The U.S. and China are locked in a decisive, aggressive race to control the world's foundational AI architecture, which will define global power dynamics.
AI is fueling a U.S. economic boom, capable of shifting the country's baseline GDP growth from a 1-3% range to a new, higher 3-5% range.
The surging energy demand from AI data centers is the single greatest bottleneck to U.S. technological and economic growth, requiring a national-level response to increase electricity production.
Europe has regulated itself out of the AI race, with policies like the EU AI Act ensuring it will be a technology follower rather than a leader.
The U.S. suffers from critical strategic vulnerabilities due to its 90% reliance on China for refined critical minerals and its dependency on Taiwan for advanced semiconductors.
▶AI-Driven Economic ResurgenceMar 2026
Halbert posits that AI is fundamentally reshaping the U.S. economy, citing it as the source for a full percentage point of recent GDP growth. He predicts this productivity boom could shift the U.S. into a sustained, higher growth band of 3-5%, fueled by massive capital investment in AI infrastructure.
Investors should monitor bottlenecks identified by Halbert, particularly in energy supply and data center infrastructure, as they represent both significant risks to this growth thesis and major investment opportunities.
▶The U.S.-China Tech Cold WarMar 2026
He frames the U.S.-China relationship as an "aggressive race" to control the world's foundational AI architecture. Halbert points to China's monopolistic behavior in critical minerals and alleged intellectual property theft in AI models as key tactics in this global conflict.
Analysts should track U.S. policy responses aimed at onshoring critical supply chains, such as rare earths and semiconductors, as these actions serve as leading indicators of escalating strategic competition and potential market shifts.
▶The Energy Constraint on AIMar 2026
Halbert identifies a major structural challenge: U.S. energy demand is rising for the first time since 2008 while supply remains flat, a trend driven almost entirely by AI. He projects that data centers will require a doubling of U.S. electricity production by the 2030s, making energy the critical limiting factor for the tech sector.

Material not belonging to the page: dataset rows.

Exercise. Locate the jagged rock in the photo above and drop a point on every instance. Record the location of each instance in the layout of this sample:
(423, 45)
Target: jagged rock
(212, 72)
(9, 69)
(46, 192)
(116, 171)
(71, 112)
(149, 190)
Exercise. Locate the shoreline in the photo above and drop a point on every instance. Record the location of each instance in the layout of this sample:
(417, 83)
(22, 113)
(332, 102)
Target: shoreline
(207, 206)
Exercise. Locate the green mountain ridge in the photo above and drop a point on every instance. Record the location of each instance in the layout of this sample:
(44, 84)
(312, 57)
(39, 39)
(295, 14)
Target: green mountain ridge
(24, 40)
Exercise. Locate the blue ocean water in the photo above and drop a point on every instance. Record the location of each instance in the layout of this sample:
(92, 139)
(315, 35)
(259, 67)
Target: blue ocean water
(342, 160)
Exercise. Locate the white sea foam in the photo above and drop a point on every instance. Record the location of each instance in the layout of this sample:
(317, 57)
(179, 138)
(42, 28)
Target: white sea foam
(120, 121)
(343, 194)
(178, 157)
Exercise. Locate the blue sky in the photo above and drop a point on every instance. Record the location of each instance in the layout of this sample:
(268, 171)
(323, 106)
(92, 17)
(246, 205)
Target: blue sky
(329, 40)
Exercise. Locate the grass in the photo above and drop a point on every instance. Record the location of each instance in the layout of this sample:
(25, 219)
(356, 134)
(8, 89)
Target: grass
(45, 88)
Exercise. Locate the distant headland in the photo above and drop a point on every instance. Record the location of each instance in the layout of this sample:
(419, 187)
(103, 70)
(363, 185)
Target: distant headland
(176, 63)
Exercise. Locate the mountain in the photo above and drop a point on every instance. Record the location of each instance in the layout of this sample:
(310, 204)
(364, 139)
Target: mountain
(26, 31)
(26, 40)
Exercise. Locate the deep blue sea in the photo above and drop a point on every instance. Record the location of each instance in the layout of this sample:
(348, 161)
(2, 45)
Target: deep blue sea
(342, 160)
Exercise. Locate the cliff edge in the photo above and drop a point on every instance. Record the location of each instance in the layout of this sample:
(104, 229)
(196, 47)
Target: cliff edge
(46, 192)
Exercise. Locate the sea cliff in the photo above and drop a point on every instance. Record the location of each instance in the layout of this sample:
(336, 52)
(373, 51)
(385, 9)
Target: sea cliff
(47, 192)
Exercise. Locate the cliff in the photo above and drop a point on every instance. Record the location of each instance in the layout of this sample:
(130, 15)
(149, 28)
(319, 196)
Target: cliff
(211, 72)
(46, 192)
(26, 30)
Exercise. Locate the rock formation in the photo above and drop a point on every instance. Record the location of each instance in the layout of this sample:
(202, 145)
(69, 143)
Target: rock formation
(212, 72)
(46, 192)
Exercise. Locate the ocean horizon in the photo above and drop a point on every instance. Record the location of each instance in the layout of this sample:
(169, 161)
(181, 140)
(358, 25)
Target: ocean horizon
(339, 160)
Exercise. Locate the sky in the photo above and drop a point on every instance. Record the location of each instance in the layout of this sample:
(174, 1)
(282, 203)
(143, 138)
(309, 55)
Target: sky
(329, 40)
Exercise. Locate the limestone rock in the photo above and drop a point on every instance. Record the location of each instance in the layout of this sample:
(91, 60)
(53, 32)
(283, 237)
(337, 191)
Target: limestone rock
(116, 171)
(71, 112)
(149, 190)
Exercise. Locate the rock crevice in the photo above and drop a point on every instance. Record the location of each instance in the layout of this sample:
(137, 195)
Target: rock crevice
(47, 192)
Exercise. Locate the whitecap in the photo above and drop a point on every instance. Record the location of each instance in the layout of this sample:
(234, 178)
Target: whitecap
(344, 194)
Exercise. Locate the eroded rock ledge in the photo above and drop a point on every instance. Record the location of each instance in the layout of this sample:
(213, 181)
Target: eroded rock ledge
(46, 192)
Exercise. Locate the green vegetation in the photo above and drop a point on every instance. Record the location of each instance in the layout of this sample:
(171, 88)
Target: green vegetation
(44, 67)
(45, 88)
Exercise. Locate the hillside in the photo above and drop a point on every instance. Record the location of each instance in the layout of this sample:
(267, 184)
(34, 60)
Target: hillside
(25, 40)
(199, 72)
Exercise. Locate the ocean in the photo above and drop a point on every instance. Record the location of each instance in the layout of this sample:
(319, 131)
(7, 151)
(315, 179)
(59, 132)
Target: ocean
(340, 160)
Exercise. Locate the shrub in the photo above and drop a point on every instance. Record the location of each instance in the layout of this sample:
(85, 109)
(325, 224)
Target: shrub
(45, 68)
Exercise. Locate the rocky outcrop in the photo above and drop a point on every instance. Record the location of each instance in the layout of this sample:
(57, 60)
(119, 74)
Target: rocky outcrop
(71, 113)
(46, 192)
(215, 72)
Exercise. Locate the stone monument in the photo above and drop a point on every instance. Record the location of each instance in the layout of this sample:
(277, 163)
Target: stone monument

The future growth trajectory of the AI sector is directly tethered to breakthroughs or massive investments in energy generation, particularly in areas like nuclear power, which Halbert notes has been stagnant for decades.
▶Europe's Strategic DeclineMar 2026
He charts Europe's diminishing share of global GDP, from 65% in the early 20th century down to 15% today. Halbert specifically blames punitive regulations like the EU's AI Act for ensuring Europe will not be a "first mover" in the next wave of technological innovation.
Halbert's perspective suggests a long-term bearish outlook on European tech competitiveness, implying that capital and talent may continue to flow towards the more permissive U.S. regulatory environment.